# Sample Efficient Preference Alignment in LLMs via Active Exploration

## What is this repo?

This repo includes an implementation our methods built on the code provided by the [DPO paper](https://github.com/eric-mitchell/direct-preference-optimization).

The DPO pipeline has two stages:

1. Run supervised fine-tuning (SFT) on the dataset(s) of interest.
2. Run active learning for preference data.

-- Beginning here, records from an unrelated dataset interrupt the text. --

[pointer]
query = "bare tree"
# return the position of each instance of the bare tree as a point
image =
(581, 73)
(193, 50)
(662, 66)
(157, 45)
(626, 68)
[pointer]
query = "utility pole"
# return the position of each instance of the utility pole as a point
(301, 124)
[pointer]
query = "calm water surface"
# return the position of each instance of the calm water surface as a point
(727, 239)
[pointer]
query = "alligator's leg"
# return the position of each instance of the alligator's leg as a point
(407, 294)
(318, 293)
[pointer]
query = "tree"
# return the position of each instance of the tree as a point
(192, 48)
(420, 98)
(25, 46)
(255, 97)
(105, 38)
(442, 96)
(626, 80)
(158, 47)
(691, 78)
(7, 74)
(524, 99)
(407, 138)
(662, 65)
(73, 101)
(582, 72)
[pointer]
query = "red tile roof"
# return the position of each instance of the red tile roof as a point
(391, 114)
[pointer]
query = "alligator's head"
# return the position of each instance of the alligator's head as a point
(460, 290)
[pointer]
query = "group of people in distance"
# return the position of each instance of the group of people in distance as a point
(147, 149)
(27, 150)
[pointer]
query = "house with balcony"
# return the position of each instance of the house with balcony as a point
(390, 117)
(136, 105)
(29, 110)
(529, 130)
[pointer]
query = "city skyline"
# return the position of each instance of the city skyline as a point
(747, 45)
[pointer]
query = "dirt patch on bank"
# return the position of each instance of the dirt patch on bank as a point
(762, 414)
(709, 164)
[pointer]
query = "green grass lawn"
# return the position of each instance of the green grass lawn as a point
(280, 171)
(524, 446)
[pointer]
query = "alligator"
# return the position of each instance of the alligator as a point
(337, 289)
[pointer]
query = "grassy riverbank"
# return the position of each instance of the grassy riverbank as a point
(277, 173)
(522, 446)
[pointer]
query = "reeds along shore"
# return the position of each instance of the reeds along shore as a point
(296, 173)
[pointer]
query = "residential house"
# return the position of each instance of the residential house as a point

Below is an example on how to use the code to run SFT, AE-Borda-DPO and AE-DPO.

## Running SFT

```bash
python -u train.py model=gpt2-large datasets=[hh] loss=sft exp_name=hh_sft_gpt2-large gradient_accumulation_steps=2 batch_size=32 eval_batch_size=16 trainer=FSDPTrainer sample_during_eval=false
```

## Running Active learning with AE-Borda-DPO

```bash
python -u train.py model=gpt2-large datasets=[hh] loss=dpo loss.beta=0.1 model.archive=sft_policy.pt exp_name=hh_borda_gpt2-large gradient_accumulation_steps=2 batch_size=32 eval_batch_size=16 trainer=BasicTrainer sample_during_eval=true pretrain=false online=true max_train_examples=30000 have_llm_dropout=true selection_strategy=borda
```

## Running Active learning with AE-DPO

```bash
python -u train.py model=gpt2-large datasets=[hh] loss=dpo loss.beta=0.1 model.archive=sft_policy exp_name=hh_ae_gpt2-large gradient_accumulation_steps=2 batch_size=32 eval_batch_size=16 trainer=BasicTrainer sample_during_eval=true pretrain=false active=true  have_llm_dropout=true
```

Note: The contributed datasets Jeopardy! and Haikus were not included in the supplementary materials due to size limit enforced by the conference.